Зимин почувствовал, что кости согрелись, тепло из рук проникло в серебро, он сложил ладони шаром и принялся трясти кубики. Он тряс их на разный манер — и так и сяк, точно маракасы, но почему то никак не собирался их кинуть.
Евсеев поднялся из кресла. Он оказался гораздо выше, чем представлялось Зимину, настоящий богатырь. А вовсе не низкорослый, кривоногий, закомплексованный и прыщеватый, как представлялось раньше, Зимин снова подумал, что перестал разбираться в людях.
Евсеев сказал с печалью:
— Я всегда был лучше приспособлен к математике, хотя меня и тянуло к литературе. К истории, к музыке. Но я в этом совсем ничего не понимал. Знаете, это все равно что быть влюбленным в живопись и при этом быть слепым от рождения. Впрочем, отвлекся. Я хотел подойти после встречи с читателями, однако свет вырубили, пришлось разбираться… Тем не менее все это весьма кстати получилось, вы не находите?
— Не знаю… Посмотрим. Сейчас кости только кину. Раз, два, три, елочка зажгись.
Зимин вытянул ладонь над стеклом и разжал пальцы.
Кости упали, отскочили, стукнулись друг о друга и снова вернулись на стол и замерли.
— Так, — поморщился Евсеев. — Так–так…
— И что это означает? — поинтересовался Зимин.
Кости встали на ребра. Друг напротив друга.
— Трудно сказать, — Евсеев почесал подбородок. — Если честно, я такого никогда не видел.
Он ткнул кость, она упала на стол. Другая тоже. Евсеев взял кости, посмотрел, выбросил на стол. Кости исправно показали «три», Евсеев хмыкнул.
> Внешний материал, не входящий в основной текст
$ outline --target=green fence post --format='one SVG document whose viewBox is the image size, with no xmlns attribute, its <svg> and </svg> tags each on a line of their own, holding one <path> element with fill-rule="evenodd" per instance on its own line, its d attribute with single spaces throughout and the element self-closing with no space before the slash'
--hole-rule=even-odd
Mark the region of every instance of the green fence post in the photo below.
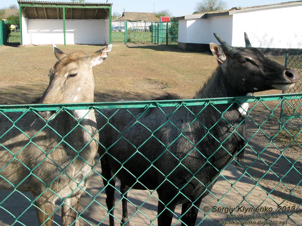
<svg viewBox="0 0 302 226">
<path fill-rule="evenodd" d="M 127 30 L 128 30 L 128 22 L 127 21 L 125 21 L 125 43 L 127 43 L 128 41 L 128 34 L 127 33 Z"/>
<path fill-rule="evenodd" d="M 159 23 L 157 23 L 157 44 L 159 44 Z"/>
<path fill-rule="evenodd" d="M 19 20 L 20 24 L 19 25 L 20 29 L 20 45 L 23 45 L 23 42 L 22 40 L 22 7 L 21 6 L 19 7 Z"/>
<path fill-rule="evenodd" d="M 151 41 L 152 43 L 153 42 L 153 22 L 151 22 Z"/>
<path fill-rule="evenodd" d="M 167 28 L 166 29 L 166 45 L 168 45 L 168 22 L 167 21 Z"/>
<path fill-rule="evenodd" d="M 0 21 L 0 46 L 3 45 L 3 32 L 2 31 L 2 23 L 3 21 Z"/>
<path fill-rule="evenodd" d="M 111 24 L 112 16 L 111 15 L 111 7 L 109 9 L 109 44 L 111 44 Z"/>
<path fill-rule="evenodd" d="M 64 34 L 64 45 L 66 45 L 66 31 L 65 24 L 65 8 L 63 8 L 63 32 Z"/>
</svg>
— Может, еще попробуете? — предложил он.
Зимин согласился. Ему стало интересно. В кости он не играл, и выпавший результат его заинтересовал, он взял кубики, хорошенько их потряс и выпустил на стол еще раз.
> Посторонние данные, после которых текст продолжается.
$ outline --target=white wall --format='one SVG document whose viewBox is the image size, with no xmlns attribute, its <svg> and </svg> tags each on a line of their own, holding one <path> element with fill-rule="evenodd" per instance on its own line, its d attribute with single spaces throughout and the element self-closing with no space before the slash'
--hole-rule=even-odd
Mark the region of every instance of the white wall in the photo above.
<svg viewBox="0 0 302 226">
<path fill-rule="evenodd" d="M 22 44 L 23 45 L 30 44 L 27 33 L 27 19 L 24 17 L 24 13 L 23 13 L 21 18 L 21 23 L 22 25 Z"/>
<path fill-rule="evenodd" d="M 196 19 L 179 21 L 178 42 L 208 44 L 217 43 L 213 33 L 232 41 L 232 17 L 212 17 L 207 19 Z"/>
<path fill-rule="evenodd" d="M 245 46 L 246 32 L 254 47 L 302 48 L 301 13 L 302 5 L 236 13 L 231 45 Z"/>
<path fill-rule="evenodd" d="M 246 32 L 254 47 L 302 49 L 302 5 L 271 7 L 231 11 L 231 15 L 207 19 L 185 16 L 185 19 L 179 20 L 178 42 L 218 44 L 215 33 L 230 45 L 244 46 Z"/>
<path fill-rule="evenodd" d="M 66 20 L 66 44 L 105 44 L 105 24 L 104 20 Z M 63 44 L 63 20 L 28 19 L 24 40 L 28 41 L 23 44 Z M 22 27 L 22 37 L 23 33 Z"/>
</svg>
И во второй раз кости, отпрыгав положенное количество, встали на грани.
— Это шутка? — спросил Зимин. — Вы что то сделали с кубиками?
— Нет… — Евсеев ошарашенно помотал головой. — Ничего я не делал… Как это вообще сделать?
— Ну, вы то можете.
Зимин взял кубики. Кубики как кубики, совсем обычные, ну, только из серебра, ну, только с изумрудами.
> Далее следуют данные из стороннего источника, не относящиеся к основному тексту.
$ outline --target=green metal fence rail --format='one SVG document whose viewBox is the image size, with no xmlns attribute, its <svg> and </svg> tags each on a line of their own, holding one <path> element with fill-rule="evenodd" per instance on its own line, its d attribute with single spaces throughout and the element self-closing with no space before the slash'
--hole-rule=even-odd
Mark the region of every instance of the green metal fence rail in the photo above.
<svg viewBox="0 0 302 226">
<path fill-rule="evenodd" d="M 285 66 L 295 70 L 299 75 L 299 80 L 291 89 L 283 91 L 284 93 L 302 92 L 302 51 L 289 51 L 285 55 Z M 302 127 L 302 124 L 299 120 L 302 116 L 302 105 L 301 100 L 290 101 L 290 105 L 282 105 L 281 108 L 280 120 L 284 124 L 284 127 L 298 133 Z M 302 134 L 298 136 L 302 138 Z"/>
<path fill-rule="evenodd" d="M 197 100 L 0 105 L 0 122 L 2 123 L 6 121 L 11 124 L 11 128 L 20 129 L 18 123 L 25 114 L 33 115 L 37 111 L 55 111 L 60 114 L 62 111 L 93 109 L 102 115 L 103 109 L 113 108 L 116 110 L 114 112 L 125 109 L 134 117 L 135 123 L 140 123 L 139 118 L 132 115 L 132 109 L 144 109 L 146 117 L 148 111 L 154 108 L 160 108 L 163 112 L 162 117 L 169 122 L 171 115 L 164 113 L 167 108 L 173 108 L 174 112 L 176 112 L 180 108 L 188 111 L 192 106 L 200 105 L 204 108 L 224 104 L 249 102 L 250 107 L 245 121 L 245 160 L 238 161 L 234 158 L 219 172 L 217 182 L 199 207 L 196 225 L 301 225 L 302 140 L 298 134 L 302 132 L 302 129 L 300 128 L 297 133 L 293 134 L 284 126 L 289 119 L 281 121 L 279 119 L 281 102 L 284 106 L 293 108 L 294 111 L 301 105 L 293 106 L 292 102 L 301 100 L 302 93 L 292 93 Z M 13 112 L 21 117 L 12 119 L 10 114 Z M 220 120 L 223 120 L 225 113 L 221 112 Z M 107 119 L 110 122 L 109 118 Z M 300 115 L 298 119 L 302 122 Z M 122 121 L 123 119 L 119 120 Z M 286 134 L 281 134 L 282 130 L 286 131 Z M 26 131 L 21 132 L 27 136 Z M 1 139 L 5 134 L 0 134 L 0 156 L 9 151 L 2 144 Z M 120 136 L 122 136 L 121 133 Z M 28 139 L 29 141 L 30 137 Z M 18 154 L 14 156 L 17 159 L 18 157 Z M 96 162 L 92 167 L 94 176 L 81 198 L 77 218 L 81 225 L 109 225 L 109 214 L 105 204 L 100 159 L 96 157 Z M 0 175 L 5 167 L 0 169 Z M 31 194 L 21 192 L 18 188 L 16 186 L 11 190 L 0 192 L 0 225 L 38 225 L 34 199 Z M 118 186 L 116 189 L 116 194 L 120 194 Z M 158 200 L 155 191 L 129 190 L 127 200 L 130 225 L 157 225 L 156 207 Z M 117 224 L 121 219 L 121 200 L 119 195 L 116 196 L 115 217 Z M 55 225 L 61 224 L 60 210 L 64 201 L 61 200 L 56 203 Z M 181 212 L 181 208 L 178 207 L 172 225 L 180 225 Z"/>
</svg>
— Конечно, не определить, — он задумчиво оглядел на кубики. — Вы, Евсеев, весельчак.
— Клянусь! — Евсеев заволновался. — Я вам клянусь, я к этому никакого… Ну, вы дома попробуйте, если хотите!
Правдиво, подумал Зимин. Или актер хороший, или на самом деле. Хотя человек такой профессии наверняка прекрасный актер.